In wounded cornea, the epithelium plays a central role, not only as a key cell type in corneal repair, but also as a growth factor source.22 As in other tissues, several growth factors are suggested to play a role in regulating corneal epithelial function and wound healing.21,23

Following NIR irradiation that simulates solar radiation, microarray analysis of corneal epithelial cell DNA in this study showed that EGFR was highly expressed, and statistically significant upregulation of EGFR variants 1 and 3 was observed (P<0.05) by quantitative real-time PCR.

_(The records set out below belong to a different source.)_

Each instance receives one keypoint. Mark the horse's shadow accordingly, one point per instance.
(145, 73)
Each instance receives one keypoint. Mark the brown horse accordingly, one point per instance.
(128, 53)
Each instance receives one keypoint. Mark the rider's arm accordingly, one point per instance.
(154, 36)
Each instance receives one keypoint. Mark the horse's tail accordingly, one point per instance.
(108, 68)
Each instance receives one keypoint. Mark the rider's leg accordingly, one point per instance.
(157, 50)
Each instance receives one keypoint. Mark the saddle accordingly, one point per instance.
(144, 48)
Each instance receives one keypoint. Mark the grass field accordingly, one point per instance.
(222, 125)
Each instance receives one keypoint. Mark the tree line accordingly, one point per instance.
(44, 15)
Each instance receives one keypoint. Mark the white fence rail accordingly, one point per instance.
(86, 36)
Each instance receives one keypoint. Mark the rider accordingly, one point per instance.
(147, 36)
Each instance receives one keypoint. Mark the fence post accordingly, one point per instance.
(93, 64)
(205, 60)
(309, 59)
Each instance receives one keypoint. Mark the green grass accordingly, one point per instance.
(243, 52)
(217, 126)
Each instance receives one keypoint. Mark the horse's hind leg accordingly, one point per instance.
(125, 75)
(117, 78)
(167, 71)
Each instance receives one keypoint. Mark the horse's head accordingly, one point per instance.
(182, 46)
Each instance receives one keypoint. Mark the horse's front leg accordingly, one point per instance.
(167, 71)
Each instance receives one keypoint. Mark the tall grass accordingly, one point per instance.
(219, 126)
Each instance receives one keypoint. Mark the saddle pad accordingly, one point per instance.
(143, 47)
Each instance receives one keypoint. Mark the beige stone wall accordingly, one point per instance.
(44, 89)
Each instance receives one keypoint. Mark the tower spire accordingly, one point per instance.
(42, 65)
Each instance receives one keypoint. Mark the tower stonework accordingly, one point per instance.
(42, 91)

EGFR is a prototypic tyrosine kinase receptor that is part of a larger family of ErbB receptors. ErbB2, ErbB3, and ErbB4 share with EGFR characteristics that include extracellular ligand-binding sites, intracellular kinase domains, and tyrosine-rich regions. EGFR activated in response to injury serves as a powerful mediator of corneal epithelial wound healing10 by coordinating multiple extracellular signals generated in response to cell injury.24–27 In turn, the levels of EGFR and tyrosine kinase activity are major determinant factors for epithelial cell function in tissues and organs.22 Echoing this concept is the finding that in some cancer patients, treatment with EGFR-specific monoclonal antibodies cetuximab and gefitinib (an EGFR kinase inhibitor) resulted in ocular abnormalities, including diffuse punctate keratitis and corneal erosion.28–30 Thus, maintaining a proper level of EGFR signaling is critical for corneal homeostasis.22

TTLL5 gene has 32 exons with high expression in heart and skeletal muscle and lower expression in many other tissues, including the eye and brain.31,32 It encodes a 1,281-amino acid protein that is localized to the cytoplasm and nucleus.31 TTLL5 is thought to be a key initiator of polyglutamylation in α-tubulin33 and has been previously reported to be essential for the correct function of sperm flagella.34 TTLL5 plays a role in polyglutamylation of primary cilia in vitro.35 Notably, genes involved in the polyglutamylation and deglutamylation of α-tubulin have been associated with photoreceptor degeneration in mice.35

In this study, TTLL5 showed the high degree of upregulation in the DNA microarray analysis, whereas statistically significant upregulation of TTLL5 was not observed in quantitative real-time PCR analysis. Further studies are needed to determine if a higher power output or increased treatment frequency may promote significant upregulation of TTLL5. The findings here that EGFR expression is significantly upregulated following exposure of corneal epithelial cells to NIR irradiation support that solar NIR radiation that reaches human tissues can induce corneal cell injury. Although significant EGFR expression upregulation occurred after just one treatment at the tested power output, further studies are needed to determine if a higher power output or increased treatment frequency may promote even larger changes in expression. Furthermore, this was a preliminary study based on a fairly small number of samples, so a large-scale study will be needed.

Conclusion

NIR irradiation simulating solar NIR radiation that reaches human tissues induced upregulated expression of EGFR in human corneal cells. NIR radiation represents more than half of solar energy and cannot be sufficiently blocked by eyewear. Moreover, intensive or long-term NIR radiation exposure can induce photoaging. Thus, the results of this study indicate that enhanced protection from and avoidance of both UV and NIR radiation should be considered to prevent eye damage.